The amount of RAM limits how large and how many programs and data files you can have open at once. You normally couldn’t simultaneously open a two programs that each require 70 MB of RAM on a computer that has only 128 MB of RAM.

However, modern operating systems use virtual memory to get around this roadblock. If everything won’t fit into RAM at once, the OS can automatically swap out currently unused data to the hard disk, and swap in whatever data are needed. But this comes at a price! Hard disks (mechanical devices) are much slower than RAM (electronic storage), so your computer will run much slower if using virtual memory. If you run into this, it’s best to just buy more RAM.


The “CMOS memory” of a computer is a small amount of “semi-permanent” storage where changeable data can be stored that needs to remain available while the computer is turned off.

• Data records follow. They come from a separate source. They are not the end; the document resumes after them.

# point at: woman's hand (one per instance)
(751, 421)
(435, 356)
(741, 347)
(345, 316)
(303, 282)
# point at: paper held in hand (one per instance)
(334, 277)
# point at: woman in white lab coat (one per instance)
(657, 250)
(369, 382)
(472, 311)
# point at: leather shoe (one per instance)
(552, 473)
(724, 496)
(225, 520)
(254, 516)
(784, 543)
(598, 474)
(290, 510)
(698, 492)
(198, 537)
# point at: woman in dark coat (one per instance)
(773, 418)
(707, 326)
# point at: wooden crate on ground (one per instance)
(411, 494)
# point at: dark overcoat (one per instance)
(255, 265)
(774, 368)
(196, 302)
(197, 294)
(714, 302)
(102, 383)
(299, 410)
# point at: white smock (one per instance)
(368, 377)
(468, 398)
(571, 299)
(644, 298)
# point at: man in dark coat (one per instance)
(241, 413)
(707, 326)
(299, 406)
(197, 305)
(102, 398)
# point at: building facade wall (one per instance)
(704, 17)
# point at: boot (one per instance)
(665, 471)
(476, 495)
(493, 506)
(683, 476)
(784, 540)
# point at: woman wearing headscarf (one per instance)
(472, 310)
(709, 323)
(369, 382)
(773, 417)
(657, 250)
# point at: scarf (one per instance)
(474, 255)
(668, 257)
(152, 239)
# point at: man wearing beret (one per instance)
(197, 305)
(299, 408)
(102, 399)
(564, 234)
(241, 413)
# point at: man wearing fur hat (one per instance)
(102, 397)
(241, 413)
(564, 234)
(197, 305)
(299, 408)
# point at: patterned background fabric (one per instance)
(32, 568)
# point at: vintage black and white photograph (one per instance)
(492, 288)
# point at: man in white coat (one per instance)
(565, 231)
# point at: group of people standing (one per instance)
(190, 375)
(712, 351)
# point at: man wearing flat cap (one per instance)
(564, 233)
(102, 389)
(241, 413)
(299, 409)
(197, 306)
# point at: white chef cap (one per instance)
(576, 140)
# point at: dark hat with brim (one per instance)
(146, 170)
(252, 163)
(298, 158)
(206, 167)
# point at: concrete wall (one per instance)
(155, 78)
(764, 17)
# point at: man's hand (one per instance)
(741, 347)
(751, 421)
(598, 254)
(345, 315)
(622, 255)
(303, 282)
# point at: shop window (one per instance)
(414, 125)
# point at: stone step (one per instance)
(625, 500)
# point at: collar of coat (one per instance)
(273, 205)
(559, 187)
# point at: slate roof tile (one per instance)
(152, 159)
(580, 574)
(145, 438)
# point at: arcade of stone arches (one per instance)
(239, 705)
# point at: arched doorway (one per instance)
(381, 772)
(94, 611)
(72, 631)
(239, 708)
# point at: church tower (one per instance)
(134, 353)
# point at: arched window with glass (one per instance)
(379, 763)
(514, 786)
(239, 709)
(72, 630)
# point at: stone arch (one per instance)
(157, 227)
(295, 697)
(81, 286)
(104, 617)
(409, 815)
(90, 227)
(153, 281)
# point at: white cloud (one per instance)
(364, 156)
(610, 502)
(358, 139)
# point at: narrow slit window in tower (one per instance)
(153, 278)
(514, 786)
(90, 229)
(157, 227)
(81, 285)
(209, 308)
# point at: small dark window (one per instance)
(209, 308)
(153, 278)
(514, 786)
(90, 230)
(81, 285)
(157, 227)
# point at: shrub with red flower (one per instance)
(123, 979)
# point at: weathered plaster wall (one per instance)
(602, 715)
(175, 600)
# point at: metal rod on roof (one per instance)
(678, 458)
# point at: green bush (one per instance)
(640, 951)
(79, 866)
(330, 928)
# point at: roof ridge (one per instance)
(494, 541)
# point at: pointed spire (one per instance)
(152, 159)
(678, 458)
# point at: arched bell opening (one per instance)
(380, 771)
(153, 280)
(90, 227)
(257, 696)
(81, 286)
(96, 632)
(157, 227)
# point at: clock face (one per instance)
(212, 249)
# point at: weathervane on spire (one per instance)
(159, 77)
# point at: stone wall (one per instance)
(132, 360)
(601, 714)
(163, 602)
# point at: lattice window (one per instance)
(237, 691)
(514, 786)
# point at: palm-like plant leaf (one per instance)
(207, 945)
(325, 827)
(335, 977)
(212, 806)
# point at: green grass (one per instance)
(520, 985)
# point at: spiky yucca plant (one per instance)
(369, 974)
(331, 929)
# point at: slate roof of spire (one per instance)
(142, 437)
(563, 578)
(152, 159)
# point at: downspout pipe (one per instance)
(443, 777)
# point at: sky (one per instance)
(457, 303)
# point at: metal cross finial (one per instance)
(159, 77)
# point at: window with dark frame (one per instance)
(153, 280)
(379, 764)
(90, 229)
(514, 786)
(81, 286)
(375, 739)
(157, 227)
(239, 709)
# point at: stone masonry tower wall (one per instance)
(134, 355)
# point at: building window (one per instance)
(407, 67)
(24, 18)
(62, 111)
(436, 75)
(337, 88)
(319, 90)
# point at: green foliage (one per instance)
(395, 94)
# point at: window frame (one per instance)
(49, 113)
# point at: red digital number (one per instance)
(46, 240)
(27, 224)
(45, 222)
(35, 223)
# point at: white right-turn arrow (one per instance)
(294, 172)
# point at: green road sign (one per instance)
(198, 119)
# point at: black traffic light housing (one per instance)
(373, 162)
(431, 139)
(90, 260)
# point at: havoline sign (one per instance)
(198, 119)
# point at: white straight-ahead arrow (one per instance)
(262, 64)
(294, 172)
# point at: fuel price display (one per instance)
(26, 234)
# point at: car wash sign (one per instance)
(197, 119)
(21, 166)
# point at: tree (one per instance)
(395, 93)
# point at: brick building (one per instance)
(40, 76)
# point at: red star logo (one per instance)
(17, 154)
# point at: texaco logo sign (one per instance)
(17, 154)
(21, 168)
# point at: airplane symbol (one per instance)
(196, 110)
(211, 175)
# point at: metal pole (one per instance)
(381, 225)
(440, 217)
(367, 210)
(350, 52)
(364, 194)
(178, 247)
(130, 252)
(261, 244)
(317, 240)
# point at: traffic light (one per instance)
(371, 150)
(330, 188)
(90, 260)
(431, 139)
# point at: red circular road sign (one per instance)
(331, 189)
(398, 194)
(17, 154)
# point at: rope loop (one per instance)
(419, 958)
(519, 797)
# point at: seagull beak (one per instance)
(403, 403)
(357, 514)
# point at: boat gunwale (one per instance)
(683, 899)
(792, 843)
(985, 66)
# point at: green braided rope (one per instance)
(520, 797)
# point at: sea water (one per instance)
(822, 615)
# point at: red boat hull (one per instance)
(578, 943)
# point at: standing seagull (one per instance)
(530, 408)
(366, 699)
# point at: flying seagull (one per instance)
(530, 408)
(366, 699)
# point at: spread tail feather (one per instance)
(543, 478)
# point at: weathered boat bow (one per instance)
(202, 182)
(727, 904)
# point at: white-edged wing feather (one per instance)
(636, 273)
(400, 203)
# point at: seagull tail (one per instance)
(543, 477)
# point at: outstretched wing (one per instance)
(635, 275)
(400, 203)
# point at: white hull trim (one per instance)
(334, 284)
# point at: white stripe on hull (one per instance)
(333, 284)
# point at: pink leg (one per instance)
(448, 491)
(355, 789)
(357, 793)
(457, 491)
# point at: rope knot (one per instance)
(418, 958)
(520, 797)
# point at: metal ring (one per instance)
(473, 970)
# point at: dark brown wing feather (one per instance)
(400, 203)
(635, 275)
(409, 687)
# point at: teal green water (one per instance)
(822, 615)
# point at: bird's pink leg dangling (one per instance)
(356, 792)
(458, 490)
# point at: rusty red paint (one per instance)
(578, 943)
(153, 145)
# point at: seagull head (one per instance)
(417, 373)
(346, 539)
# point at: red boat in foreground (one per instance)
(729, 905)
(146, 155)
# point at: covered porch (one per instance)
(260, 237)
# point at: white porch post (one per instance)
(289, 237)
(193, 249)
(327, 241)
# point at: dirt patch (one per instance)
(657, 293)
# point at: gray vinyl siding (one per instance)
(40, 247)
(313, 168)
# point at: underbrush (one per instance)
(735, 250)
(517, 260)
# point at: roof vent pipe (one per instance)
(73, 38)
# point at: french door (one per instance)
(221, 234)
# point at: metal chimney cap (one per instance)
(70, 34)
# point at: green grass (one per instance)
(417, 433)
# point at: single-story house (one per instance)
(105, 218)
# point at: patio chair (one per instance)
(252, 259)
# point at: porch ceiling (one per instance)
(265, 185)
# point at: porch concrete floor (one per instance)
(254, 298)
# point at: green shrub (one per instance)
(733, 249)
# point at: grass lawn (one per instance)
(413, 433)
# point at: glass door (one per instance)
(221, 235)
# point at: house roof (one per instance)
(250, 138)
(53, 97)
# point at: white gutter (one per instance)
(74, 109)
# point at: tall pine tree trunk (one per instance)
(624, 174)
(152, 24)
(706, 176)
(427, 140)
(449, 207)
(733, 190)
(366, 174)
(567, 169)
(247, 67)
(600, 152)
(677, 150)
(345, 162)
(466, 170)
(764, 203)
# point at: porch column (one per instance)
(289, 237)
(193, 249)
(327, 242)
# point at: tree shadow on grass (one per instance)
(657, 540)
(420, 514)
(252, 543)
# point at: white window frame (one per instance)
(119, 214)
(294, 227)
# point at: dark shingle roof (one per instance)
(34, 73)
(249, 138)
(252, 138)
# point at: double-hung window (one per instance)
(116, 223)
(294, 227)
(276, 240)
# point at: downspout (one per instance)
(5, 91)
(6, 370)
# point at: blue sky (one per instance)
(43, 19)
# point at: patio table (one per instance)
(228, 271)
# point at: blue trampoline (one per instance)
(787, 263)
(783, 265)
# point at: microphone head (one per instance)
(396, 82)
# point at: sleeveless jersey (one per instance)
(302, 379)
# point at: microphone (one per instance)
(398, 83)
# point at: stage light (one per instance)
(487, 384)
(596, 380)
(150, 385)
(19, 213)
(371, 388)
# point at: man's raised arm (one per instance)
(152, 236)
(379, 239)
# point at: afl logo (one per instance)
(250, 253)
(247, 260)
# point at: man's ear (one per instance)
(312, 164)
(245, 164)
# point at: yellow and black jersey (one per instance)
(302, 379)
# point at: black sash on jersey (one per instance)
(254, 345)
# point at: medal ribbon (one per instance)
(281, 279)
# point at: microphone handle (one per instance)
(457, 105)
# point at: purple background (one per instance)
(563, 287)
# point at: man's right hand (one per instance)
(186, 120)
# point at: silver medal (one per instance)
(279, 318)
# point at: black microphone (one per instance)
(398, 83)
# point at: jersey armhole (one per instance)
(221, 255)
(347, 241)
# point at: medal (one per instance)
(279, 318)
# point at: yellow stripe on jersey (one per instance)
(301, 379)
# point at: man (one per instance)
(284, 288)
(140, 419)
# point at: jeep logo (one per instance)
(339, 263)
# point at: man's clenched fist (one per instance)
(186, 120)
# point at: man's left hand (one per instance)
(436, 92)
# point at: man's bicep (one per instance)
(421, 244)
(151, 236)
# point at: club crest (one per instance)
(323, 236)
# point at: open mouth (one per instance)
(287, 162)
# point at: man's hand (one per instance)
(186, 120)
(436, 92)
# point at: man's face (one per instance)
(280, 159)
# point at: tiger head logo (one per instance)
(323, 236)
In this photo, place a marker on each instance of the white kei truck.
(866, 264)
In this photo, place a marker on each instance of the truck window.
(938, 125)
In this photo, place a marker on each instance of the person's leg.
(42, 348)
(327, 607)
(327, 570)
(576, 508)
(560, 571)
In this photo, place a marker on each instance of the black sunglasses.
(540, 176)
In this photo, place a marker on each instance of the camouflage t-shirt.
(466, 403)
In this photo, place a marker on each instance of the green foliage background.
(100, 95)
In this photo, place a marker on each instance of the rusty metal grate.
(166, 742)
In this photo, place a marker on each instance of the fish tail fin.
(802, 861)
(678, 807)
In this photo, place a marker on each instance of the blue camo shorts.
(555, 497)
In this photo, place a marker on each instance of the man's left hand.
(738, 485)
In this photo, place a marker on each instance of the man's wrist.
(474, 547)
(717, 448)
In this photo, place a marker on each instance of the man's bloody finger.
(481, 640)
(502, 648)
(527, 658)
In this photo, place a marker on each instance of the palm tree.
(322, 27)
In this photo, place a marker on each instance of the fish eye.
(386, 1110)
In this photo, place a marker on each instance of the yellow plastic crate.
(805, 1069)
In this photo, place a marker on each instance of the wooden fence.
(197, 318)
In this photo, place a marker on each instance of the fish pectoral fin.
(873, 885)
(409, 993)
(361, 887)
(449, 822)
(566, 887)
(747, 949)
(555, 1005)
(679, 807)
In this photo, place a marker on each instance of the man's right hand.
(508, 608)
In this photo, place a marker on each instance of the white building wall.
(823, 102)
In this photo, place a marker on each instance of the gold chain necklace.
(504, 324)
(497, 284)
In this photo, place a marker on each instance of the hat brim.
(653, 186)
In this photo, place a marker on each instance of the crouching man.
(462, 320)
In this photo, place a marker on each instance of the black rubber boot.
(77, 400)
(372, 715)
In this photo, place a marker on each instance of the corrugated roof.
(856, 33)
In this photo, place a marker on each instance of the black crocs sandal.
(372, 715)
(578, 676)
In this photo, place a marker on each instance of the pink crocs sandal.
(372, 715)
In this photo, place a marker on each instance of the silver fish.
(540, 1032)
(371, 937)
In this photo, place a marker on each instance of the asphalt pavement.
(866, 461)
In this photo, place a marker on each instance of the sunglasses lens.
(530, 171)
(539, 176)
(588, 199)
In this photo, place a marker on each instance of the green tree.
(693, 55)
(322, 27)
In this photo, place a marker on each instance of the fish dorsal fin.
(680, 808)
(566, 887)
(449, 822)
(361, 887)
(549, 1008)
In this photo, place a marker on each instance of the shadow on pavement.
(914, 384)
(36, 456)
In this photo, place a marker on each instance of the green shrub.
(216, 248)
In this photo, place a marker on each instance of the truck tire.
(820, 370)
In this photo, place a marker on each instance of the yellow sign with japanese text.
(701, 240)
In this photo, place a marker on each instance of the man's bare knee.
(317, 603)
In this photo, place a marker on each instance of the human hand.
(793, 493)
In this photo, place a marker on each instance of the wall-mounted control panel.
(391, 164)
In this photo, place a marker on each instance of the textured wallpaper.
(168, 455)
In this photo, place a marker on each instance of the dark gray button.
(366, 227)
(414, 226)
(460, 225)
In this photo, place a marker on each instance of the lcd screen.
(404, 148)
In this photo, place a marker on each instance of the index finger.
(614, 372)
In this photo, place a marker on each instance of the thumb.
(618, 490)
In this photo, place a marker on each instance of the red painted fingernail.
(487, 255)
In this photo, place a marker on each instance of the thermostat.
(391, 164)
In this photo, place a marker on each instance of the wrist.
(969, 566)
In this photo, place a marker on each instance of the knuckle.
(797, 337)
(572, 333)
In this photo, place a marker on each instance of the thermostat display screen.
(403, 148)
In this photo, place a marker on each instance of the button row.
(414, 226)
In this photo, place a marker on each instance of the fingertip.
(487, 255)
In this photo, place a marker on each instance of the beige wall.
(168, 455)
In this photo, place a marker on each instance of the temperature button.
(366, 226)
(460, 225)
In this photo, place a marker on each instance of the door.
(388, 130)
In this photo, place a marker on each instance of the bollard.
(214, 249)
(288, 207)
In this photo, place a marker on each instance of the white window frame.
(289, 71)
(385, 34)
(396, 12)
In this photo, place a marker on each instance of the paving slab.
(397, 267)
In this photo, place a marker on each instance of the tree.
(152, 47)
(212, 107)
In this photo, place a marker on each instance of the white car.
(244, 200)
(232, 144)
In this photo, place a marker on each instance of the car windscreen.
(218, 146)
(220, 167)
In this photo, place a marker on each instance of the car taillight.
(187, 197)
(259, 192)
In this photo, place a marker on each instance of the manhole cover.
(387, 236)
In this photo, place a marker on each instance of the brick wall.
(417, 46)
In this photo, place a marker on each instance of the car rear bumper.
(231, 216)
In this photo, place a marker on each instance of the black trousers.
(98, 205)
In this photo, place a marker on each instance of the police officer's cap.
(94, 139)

A small battery on the motherboard keeps the CMOS ‘alive’ when power is off.

The CMOS memory (called PRAM, or “Parameter RAM” on the Macintosh) can store such information such as what hard drive or copy of the OS you want to boot from, what are your default monitor settings, etc. The BIOS picks up this information and uses it during boot up. The CMOS memory can also hold the time and date so that your computer remembers this even when power its has been off. If your computer can’t remember the proper time, or can’t remember system settings when it’s off, the small battery may need to be replaced.

Note that I used the term “CMOS memory” in quotes. CMOS (pronounced ‘See-Moss’) is a type of transistor memory that requires very little power to store data, so this type of chip was used in the early days for storing semi-permanent data. However, almost ALL of the chips in your computer nowadays (such as the RAM) uses CMOS technology, and (irony) the “CMOS semi-permanent memory” in many modern PCs is NOT stored on CMOS chips, but may use flash memory (a kind of EEPROM). But the terms “CMOS memory” and “the CMOS” are still used to refer to the semi-permanent memory.